1) Kebebasan berlayar;
2) Kebebasan Penerbangan;
3) Kebebasan untuk memasang kabel dan pipa di dasar laut;
4) Kebebasan untuk menangkap ikan kecuali di ZEE;
5) Kebebasan untuk melakukan Riset Ilmiah.

Kawasan Dasar Laut Internasional

Kawasan dasar laut Internasional adalah dasar laut/samudera yang terletak di luar landas kontinen dan berada di bawah laut lepas.

Konvensi menetapkan bahwa kawasan dasar laut Internasional dan kekayaan alam yang terkandung di dasar laut dan tanah di bawahnya merupakan warisan bersama umat manusia.

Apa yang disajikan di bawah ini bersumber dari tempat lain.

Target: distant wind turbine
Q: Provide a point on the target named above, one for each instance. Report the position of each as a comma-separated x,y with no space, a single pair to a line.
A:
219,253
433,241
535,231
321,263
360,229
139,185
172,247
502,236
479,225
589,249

Tidak ada satu Negara pun boleh menuntut atau melaksanakan kedaulatan atau hak berdaulat atas bagian dari kawasan dasar laut internasional demikian pula tidak satu Negarapun atau badan hukum atau orang boleh melaksanakan pemilikan atas salah satu bagian dari kawasan tersebut dan pengelolaannya dilaksanakan oleh suatu badan Internasional yaitu Otorita Dasar Laut Internasional International Sea Bad Authority (ISBA). Khusus rezim laut lapas tidak dapat dimiliki oleh Negara manapun termasuk kawasan dasar laut Internasional yang dimiliki oleh warisan bersama umat manusia.